Chen EJ, Kaiser CA - J. Cell Biol. (2003)

Bottom Line: Here, we report that the Gap1p sorting defect in the lst8-1 mutant results from derepression of Rtg1/3p activity and the subsequent accumulation of high levels of intracellular amino acids, which signal Gap1p sorting to the vacuole.Further, we show that a sublethal concentration of rapamycin mimics the Gap1p sorting defect of an lst8 mutant.Finally, the different effects of lst8 alleles on the activation of either the Rtg1/3p or Gln3p transcription factors reveal that these two pathways constitute distinct, genetically separable outputs of the Tor-Lst8 regulatory complex.

View Article: PubMed Central - PubMed

Affiliation: Dept. of Biology, Massachusetts Institute of Technology, 77 Massachusetts Ave., Cambridge, MA 02139, USA.

ABSTRACT
LST8, a Saccharomyces cerevisiae gene encoding a 34-kD WD-repeat protein, was identified by mutations that caused defects in sorting Gap1p to the plasma membrane. Here, we report that the Gap1p sorting defect in the lst8-1 mutant results from derepression of Rtg1/3p activity and the subsequent accumulation of high levels of intracellular amino acids, which signal Gap1p sorting to the vacuole.
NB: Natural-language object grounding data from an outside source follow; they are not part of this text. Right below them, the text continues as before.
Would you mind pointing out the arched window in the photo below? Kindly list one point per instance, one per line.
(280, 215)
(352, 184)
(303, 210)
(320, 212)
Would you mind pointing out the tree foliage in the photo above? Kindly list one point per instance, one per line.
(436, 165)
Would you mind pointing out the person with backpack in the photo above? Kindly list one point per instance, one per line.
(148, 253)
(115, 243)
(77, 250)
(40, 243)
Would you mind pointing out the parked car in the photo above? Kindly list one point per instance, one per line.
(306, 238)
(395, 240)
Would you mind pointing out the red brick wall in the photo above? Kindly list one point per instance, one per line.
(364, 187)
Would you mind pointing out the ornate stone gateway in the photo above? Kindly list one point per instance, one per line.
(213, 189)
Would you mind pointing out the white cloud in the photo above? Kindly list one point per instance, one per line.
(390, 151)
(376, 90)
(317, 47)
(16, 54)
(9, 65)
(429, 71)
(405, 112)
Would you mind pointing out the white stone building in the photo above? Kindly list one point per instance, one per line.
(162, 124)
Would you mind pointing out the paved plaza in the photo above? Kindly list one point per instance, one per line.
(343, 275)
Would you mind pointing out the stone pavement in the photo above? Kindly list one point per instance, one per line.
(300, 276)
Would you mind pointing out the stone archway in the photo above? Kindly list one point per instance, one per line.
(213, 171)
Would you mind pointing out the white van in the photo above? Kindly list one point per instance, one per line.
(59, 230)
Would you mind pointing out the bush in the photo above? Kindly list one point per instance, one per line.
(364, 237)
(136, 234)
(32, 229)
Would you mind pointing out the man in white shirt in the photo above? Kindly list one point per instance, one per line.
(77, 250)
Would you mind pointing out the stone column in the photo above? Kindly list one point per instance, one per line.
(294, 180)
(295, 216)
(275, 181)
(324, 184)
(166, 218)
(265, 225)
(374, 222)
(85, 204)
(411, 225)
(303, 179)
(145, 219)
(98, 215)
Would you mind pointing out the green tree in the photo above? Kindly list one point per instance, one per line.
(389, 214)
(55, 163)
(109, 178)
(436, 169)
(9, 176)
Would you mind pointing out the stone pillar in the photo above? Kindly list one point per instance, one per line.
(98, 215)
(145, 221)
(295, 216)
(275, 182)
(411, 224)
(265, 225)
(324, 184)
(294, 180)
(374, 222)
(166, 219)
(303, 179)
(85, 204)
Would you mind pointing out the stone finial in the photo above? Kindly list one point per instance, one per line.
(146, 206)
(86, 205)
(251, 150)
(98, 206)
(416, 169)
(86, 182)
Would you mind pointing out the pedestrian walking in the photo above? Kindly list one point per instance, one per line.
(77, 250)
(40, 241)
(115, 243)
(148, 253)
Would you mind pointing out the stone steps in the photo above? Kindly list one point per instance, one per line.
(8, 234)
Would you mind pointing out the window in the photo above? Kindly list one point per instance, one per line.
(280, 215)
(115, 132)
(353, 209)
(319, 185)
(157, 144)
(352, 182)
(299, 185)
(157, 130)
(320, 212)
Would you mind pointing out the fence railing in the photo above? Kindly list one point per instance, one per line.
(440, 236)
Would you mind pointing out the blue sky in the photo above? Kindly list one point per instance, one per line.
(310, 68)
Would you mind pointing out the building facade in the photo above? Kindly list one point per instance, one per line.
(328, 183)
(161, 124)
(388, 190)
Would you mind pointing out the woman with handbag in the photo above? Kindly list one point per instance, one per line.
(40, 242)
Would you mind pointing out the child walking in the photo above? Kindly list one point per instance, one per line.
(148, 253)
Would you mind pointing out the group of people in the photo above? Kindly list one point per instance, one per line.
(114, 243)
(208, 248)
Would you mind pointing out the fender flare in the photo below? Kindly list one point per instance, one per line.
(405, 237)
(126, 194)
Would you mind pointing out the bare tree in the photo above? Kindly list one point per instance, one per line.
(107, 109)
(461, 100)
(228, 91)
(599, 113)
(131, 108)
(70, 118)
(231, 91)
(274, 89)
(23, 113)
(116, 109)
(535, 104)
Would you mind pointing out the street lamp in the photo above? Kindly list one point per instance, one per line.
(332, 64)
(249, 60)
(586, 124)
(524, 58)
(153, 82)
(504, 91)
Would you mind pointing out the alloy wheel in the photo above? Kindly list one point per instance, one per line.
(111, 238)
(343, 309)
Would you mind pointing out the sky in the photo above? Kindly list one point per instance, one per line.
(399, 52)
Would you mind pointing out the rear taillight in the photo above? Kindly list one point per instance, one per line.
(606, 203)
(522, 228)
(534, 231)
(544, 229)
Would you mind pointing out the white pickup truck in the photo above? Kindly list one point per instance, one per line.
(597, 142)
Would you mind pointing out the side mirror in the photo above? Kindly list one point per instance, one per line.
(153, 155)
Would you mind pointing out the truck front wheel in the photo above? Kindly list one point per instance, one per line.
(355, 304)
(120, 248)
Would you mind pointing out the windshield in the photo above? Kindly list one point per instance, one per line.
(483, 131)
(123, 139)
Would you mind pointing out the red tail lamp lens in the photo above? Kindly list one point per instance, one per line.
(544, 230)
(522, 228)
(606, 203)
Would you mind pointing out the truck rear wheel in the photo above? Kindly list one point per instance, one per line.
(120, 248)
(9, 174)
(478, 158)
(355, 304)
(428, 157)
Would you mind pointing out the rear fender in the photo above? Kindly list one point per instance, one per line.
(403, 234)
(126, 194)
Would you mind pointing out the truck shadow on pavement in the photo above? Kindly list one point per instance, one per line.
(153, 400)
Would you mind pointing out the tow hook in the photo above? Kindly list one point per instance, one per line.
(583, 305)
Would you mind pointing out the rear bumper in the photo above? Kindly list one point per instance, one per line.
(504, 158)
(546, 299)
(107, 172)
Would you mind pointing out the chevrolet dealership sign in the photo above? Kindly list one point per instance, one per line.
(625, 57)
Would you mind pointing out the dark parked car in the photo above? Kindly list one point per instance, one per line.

To identify the essential function of Lst8p, we isolated lst8 mutants that are temperature-sensitive for growth. These mutants show hypersensitivity to rapamycin and derepressed Gln3p activity like cells with compromised TOR pathway activity. Like tor2 mutants, lst8 mutants also have cell wall integrity defects. Confirming a role for Lst8p in the TOR pathway, we find that Lst8p associates with both Tor1p and Tor2p and is a peripheral membrane protein that localizes to endosomal or Golgi membranes and cofractionates with Tor1p. Further, we show that a sublethal concentration of rapamycin mimics the Gap1p sorting defect of an lst8 mutant. Finally, the different effects of lst8 alleles on the activation of either the Rtg1/3p or Gln3p transcription factors reveal that these two pathways constitute distinct, genetically separable outputs of the Tor-Lst8 regulatory complex.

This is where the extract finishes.